夜は日本橋に移動して、「まるごと白酒~桃月庵白酒独演会」に行きました。「短命」「犬の災難」「井戸の茶碗」の三席。
「短命」は、悔やみを寿限無でやればいいと提案して、やってみせる隠居が愉しい。ゴニョゴニョ言って、最後に泣き崩れればいいと。なぜ短命なのかを説明するのに、察しの悪い八五郎に対し、「おまんまを食っている場合じゃない!」とキレそうになるのも可笑しい。
「犬の災難」は久しぶりに聴いた。鶏肉を預かった主人公の方が、兄貴分が買ってきた五合の酒を、どんどん飲んじゃうのが面白い。あいつの分を取っておこうとか、一升瓶から徳利に移すのを失敗して溢しちゃうのとか、そういう「猫の災難」のような救いが一切ない。
ただ無性の酒好きだから、どんどん調子に乗って飲んじゃって、「さあ、どうしよう」となるのが、憎めないというか、可愛い。三杯目くらいで、耳元で女の子に囁かれるのが堪らないと妄想が入るのも良いなあ。外は雨 酔いも回って もうこれからは あなたの度胸を待つばかり!
「井戸の茶碗」、前座時代に雲助師匠に「嘘はつくな」と教えられたが、正直にも程が肝心、と言ってこの噺へ。
白酒師匠のこの噺は、最後に千代田卜斎の娘・絹と高木作左衛門がお互いに一目惚れしていて、惚れ合って一緒になるというのが、とても良い。仏像や茶碗というのは物だから金に換えられるが、嫁を娶るというのは金でどうこうというものではない。支度金として受け取るというのはありだと思うが、まずは両者の気持ちが肝心だ。そこを大切にしている白酒師匠の配慮が素敵だ。
仏像の台座の紙が破けて出てきた50両を、千代田氏20両、高木氏20両、屑屋清兵衛10両で分けるのは大家の名案だが、それでも受け取らない頑固な千代田氏に「百両のかたに編笠一蓋」と言って、カタとして茶碗を渡すことで承諾した千代田氏だが…。

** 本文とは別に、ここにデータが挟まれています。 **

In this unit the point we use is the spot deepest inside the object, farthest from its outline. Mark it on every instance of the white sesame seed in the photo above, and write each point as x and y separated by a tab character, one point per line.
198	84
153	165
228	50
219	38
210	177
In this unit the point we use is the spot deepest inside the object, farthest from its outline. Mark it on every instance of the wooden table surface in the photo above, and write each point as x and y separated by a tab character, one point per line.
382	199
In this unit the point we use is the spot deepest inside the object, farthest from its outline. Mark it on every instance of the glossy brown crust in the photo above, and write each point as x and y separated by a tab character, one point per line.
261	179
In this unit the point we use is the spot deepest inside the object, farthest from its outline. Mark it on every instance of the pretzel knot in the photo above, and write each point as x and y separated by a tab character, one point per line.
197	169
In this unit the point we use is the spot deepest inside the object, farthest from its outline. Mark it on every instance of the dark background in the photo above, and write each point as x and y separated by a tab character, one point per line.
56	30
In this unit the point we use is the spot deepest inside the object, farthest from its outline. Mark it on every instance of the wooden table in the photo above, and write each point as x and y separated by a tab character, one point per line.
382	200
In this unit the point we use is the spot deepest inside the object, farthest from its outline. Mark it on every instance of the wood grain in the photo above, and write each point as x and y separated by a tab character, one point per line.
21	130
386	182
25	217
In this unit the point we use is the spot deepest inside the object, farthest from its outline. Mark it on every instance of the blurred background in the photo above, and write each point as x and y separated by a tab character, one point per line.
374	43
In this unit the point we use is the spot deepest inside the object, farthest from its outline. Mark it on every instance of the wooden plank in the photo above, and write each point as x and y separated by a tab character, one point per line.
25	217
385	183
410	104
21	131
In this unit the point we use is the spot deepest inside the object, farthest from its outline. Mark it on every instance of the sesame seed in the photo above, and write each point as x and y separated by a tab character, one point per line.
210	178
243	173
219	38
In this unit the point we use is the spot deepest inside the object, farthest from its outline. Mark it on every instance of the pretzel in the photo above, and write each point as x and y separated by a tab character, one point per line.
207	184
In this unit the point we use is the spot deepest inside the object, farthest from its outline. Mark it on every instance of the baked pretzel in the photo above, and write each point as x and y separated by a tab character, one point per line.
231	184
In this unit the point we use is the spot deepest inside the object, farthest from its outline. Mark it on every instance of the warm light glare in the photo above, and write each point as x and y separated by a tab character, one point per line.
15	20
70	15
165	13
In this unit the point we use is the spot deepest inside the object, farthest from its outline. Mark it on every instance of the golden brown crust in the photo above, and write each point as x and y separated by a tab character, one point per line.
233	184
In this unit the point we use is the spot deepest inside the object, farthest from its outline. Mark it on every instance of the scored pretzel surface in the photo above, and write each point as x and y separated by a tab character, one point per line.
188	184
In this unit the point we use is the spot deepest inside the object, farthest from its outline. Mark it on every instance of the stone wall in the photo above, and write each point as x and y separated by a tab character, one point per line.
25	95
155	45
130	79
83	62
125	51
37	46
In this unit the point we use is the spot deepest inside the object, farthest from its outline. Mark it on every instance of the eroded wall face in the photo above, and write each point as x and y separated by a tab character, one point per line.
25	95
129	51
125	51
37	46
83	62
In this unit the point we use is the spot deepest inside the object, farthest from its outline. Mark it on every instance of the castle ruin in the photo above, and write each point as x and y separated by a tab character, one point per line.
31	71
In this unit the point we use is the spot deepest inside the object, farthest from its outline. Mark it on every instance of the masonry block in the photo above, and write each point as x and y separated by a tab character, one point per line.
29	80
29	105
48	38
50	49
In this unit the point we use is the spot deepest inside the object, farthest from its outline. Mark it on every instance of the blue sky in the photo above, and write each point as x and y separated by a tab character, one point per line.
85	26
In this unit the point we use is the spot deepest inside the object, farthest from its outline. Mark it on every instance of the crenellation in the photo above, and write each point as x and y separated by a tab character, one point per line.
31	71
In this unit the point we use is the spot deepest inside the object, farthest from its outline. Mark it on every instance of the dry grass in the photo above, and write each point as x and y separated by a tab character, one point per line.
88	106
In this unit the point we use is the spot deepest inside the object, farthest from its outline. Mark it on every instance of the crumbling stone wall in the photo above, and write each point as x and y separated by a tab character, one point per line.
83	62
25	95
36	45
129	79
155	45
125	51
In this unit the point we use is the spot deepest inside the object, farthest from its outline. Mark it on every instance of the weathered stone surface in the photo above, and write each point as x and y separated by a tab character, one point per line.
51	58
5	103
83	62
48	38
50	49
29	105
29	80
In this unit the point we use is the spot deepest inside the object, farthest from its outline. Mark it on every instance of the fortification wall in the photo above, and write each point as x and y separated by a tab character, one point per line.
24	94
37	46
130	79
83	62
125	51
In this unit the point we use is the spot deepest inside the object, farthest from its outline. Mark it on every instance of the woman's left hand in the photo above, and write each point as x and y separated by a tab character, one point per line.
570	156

そのとき、茶碗を高木氏の屋敷に届けたのが娘・絹。そのとき以来、絹は何かと言うと「高木様、高木様」と気になっている様子。尚且つ、高木作左衛門も、中間の良助によれば、何かと「お絹殿、お絹殿」と気になっているという。白酒師匠にしては珍しく、素敵な恋愛物語に仕上げている。あっぱれ!